84 Sentras in the US had a VCM, so no vacuum advance on the distributor; 83 was the last year for the vacuum advance on US models. IIRC, I think Canadian models were still using the vacuum advance in 84, but I'm not 100% sure.


----------



## fairlanephantom (Feb 3, 2010)

Depended on the emissions package. Canada/California had vacuum advance and Federal went to electronic advance. My B12 is an 87 with Federal, so it did have the electronic setup and VCM originally. As far as the rest of the ignition, I have the original canister type coil from a B11 and a new ballast and condenser off a 50s Ford just because they're easy to get.


----------



## nissanwagon (Jun 23, 2012)

*re*

thanks for all of your answers guys...you´ve helped me a lot to make a decision. i went in search for the parts for that conversion but there was no place here in guatemala that could sell either a 36-1 ring neither a megasquirt ecu so i just dropped that as an option but i still want to do the carb conversion either with individual carbs or a weber unit. 
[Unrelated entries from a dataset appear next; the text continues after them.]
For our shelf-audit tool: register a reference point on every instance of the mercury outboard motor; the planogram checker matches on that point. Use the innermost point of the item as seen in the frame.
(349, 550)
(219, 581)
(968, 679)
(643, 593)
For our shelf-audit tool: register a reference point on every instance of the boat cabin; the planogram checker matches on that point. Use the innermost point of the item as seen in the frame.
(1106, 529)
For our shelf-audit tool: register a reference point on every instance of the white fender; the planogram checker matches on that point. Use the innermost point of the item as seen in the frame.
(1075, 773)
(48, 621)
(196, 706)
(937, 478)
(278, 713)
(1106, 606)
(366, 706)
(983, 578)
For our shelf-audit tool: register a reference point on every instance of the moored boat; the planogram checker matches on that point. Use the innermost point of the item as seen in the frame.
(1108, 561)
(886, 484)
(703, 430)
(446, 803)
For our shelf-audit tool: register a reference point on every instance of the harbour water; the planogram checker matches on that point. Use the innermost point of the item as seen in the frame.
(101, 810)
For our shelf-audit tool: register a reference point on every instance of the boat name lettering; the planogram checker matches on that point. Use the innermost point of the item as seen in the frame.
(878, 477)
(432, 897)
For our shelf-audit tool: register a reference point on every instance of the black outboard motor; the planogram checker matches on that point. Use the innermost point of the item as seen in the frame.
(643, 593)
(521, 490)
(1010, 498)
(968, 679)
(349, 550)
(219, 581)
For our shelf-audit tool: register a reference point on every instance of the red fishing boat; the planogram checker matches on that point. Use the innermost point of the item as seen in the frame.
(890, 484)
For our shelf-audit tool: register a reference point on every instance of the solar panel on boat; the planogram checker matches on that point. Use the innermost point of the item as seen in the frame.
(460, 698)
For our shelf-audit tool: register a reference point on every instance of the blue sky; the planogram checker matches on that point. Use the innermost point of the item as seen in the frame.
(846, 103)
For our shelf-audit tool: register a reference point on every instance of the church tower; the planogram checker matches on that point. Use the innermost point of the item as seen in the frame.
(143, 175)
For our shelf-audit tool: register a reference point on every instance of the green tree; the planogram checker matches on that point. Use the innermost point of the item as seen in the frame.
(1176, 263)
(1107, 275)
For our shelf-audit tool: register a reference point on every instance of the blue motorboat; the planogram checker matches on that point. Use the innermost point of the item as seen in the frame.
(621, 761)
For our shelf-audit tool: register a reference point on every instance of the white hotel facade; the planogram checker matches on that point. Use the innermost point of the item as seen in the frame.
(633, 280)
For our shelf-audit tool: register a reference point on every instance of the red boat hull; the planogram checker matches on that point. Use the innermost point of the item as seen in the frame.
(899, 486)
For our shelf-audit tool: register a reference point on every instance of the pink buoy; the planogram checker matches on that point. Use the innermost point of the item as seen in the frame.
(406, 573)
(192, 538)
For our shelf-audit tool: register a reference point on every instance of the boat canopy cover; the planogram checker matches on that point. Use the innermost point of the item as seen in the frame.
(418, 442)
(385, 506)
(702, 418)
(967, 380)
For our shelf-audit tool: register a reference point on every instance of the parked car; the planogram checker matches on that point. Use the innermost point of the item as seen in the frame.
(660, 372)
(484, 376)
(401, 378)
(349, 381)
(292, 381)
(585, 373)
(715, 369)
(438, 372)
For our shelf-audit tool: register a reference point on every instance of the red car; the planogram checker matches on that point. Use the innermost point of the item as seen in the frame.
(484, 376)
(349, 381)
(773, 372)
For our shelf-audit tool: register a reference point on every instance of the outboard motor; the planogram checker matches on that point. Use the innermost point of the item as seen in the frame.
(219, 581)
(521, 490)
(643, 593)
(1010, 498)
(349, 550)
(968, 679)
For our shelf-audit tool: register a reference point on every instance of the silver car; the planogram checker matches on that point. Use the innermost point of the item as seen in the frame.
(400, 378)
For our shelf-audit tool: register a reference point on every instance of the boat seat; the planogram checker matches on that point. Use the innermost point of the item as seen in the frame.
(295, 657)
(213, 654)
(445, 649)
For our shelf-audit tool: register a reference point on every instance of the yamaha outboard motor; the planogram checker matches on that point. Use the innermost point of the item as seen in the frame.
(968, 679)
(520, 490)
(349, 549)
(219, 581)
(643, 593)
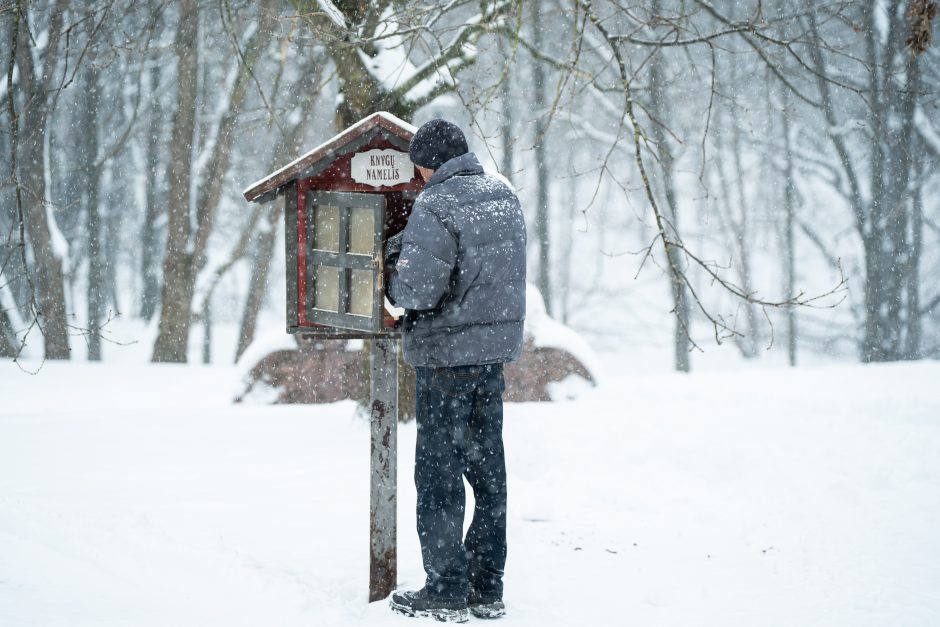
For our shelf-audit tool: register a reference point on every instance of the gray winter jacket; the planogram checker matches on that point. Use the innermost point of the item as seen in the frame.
(461, 272)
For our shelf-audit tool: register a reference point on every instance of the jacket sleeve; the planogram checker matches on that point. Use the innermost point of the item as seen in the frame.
(428, 256)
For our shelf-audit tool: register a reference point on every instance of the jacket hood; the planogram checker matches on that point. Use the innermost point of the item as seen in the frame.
(466, 163)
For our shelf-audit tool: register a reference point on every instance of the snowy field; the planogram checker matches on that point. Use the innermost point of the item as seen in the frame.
(136, 495)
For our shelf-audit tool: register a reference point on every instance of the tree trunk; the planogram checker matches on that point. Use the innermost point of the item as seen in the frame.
(150, 253)
(659, 108)
(542, 227)
(94, 233)
(789, 254)
(178, 276)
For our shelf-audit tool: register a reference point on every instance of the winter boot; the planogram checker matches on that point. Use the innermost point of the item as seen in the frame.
(483, 605)
(420, 603)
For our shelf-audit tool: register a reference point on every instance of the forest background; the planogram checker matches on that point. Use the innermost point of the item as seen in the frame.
(763, 175)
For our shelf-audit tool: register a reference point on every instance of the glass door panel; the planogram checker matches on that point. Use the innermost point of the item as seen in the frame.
(344, 259)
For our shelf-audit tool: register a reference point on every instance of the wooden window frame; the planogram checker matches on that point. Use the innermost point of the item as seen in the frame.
(345, 260)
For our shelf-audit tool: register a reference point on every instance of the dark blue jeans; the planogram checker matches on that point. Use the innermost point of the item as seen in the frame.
(460, 434)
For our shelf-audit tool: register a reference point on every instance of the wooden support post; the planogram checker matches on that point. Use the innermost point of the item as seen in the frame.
(383, 558)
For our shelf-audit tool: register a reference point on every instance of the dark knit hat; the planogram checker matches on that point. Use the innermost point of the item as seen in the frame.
(437, 142)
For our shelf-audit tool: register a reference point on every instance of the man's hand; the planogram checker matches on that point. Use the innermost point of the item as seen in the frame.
(392, 252)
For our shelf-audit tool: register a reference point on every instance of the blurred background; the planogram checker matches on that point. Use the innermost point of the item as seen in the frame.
(755, 180)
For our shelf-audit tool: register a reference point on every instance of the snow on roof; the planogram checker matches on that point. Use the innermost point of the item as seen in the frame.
(261, 186)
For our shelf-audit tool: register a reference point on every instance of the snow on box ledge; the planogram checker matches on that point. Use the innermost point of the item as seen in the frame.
(259, 187)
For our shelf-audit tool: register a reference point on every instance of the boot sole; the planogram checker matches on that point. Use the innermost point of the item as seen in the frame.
(488, 610)
(440, 615)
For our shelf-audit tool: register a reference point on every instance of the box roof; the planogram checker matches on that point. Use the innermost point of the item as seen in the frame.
(266, 188)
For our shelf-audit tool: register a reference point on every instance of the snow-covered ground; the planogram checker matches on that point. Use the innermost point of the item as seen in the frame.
(138, 495)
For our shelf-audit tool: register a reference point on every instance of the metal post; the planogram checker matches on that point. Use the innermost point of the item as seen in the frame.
(383, 378)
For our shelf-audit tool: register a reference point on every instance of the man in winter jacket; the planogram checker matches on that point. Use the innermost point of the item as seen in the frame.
(460, 276)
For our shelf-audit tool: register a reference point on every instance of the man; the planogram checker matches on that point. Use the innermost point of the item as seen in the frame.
(460, 276)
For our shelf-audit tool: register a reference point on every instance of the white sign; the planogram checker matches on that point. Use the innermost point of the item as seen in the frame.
(382, 167)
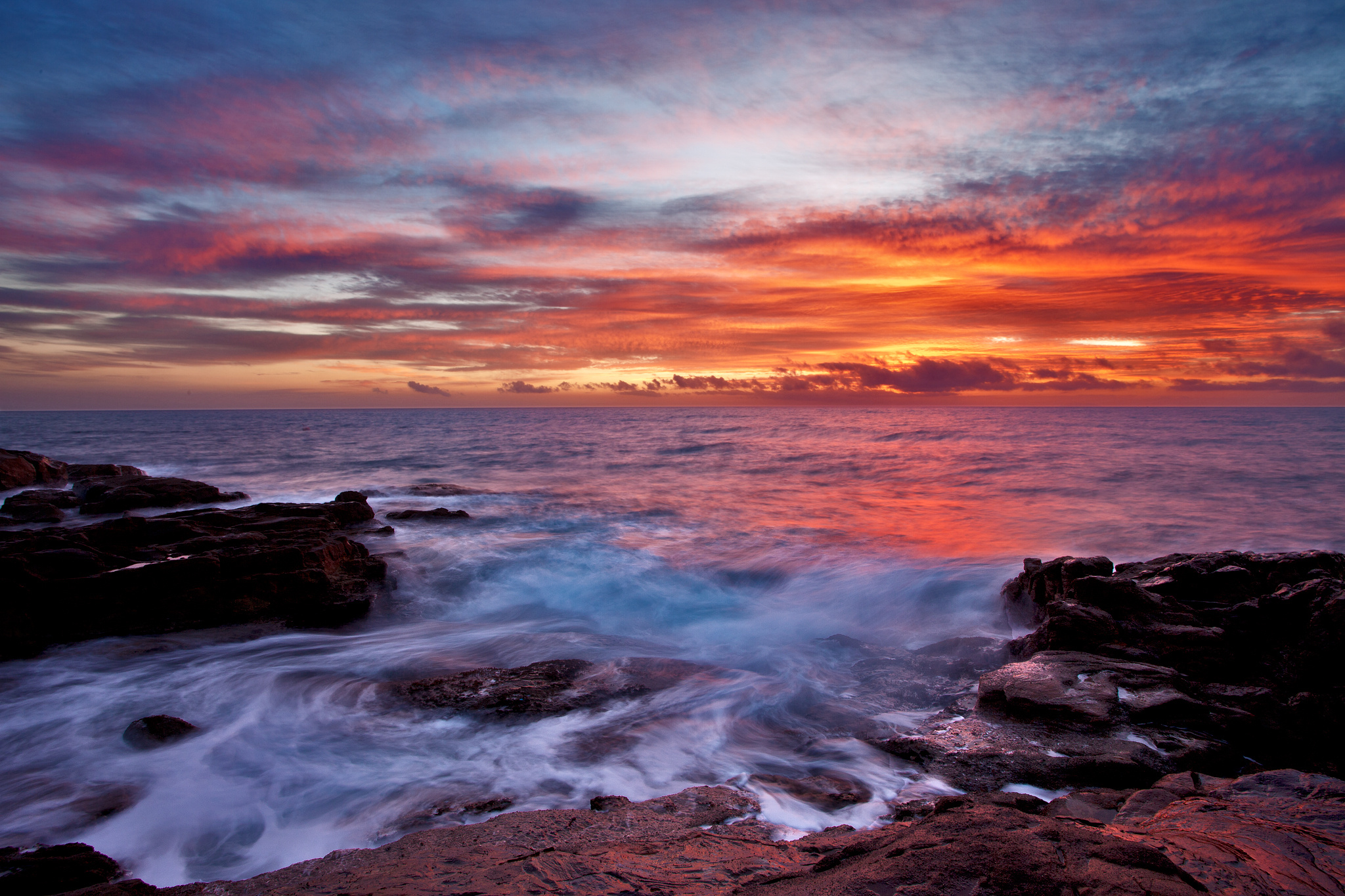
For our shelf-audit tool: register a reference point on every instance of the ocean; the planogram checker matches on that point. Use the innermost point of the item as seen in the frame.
(735, 538)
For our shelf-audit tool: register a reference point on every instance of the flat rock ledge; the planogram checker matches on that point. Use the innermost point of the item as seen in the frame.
(95, 488)
(1185, 714)
(1278, 832)
(288, 563)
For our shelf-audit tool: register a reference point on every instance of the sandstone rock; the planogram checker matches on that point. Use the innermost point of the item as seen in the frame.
(549, 687)
(827, 793)
(131, 492)
(1278, 832)
(101, 471)
(443, 489)
(185, 570)
(979, 845)
(674, 844)
(156, 731)
(437, 515)
(54, 870)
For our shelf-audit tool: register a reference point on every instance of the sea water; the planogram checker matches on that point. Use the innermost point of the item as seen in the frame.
(735, 538)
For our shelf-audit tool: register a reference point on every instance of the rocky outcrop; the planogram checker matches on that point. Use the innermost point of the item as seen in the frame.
(548, 687)
(54, 870)
(437, 515)
(24, 468)
(95, 488)
(676, 844)
(132, 492)
(1219, 662)
(291, 563)
(156, 731)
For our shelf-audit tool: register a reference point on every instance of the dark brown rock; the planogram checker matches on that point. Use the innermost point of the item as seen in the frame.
(548, 687)
(443, 489)
(827, 793)
(978, 845)
(54, 870)
(101, 471)
(132, 492)
(674, 844)
(185, 570)
(156, 731)
(437, 515)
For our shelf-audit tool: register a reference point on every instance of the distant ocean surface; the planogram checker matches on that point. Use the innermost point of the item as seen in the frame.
(735, 538)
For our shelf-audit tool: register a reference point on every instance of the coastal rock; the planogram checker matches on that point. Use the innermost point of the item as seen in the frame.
(978, 844)
(186, 570)
(41, 505)
(1269, 833)
(54, 870)
(156, 731)
(1251, 641)
(548, 687)
(26, 468)
(437, 515)
(443, 489)
(674, 844)
(131, 492)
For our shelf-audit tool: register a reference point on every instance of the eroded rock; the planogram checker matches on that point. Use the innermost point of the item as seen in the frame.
(548, 687)
(158, 731)
(186, 570)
i guess i didnt understood the info provided by previous posts you guys made so here it goes again:

brake vacuum hose: on factory set up, the hose is connected at the intake manifold but if i have individual runners...do i have to get vaccum signal from only one or do i have to get it from all individual runners?

ignition: i found a crane cam fireball XR700 optical ignition system that i had no clue i had it since my dad brought some stuff from USA a couple of months ago. is that something i can use in my car? is there something else i need to do? in regards to coil...can i use the existing coil or do i have to use a different one?

thanks in advance.


----------



## LvR. (May 26, 2010)

nissanwagon said:


> ...........
> 
> brake vacuum hose: on factory set up, the hose is connected at the intake manifold but if i have individual runners...do i have to get vaccum signal from only one or do i have to get it from all individual runners?


The intake only shows "usable" vacuum at near closed throttle position - iow your vacuum assisted brake booster will show a marked tendency to only work as designed at close to idle speed on any engine - as such its basically irrelevant where you pick up the vacuum signal as long as its as close to the valves as possible. Its basically impossible to pick up a vacuum signal from all individual runners simultaneously - that defeats the whole purpose of individual runners ie to have individual runners that is totally disconnected/isolated from the others. If the engine is in good condition the vacuum signal (meter reading anyway) per runner will be exactly the same as in a combined intake manifold - there will be a difference in the volume of air that can be sucked though and that may manifest as a delayed effective operation of the booster but your eventual brake assistance ito power will be exactly as before.

ITO the ignition - if you currently already have electronic ignition on the car I doubt that there is anything to gain by replacing the ignition system.


----------



## fairlanephantom (Feb 3, 2010)

With the ignition, it depends on what coil you have in there already. If you have the conventional type coil like the B11 had or any classic car, you'll be all set. If you have the later coils they had when they went into Hitachi and Mitsubishi coils, you'll have to retrofit the older style in. It's simple though, just get a universal coil bracket, and it'll bolt right into the same location with no drilling. Like we mentioned before, you'll still have to get the vacuum advance distributor if you don't already have it.

You'll also need a ballast and condenser to connect to the distributor. Without the condenser in this setup, you'll never get spark. Also without a ballast, you be killing coils every few weeks.


----------



## nissanwagon (Jun 23, 2012)

it is actually a the second option you mentioned...i mean, the hitachi and mitsubishi coil system that is in now. no condenser or ballast is on now, however with this CRANE XR 700 it tells me that there is no need to use them. i just want to make sure that by the time i finish the installation would i have any problem with the computer reseting the timing? would i be able to ditch the computer at last? would i need a different dizzy from an 83 or 84 model? 

thanks in advance


----------



## fairlanephantom (Feb 3, 2010)

There's other things that are routed through the computer and it also controls your fan. So you still have to keep the computer, but it won't be doing nearly as much as it is doing now. Simply put, it won't have any impact on the engine performance anymore after the change over. 
No matter what carburetor setup you decide to go with, you'll still need to get that vacuum advance distributor. The original works with the computer and the original feedback carburetor to determine timing. So you'll have to locate one, and if you're lucky it may come with the original harness if you find a salvage one. I made a harness myself because I went with a new distributor.


----------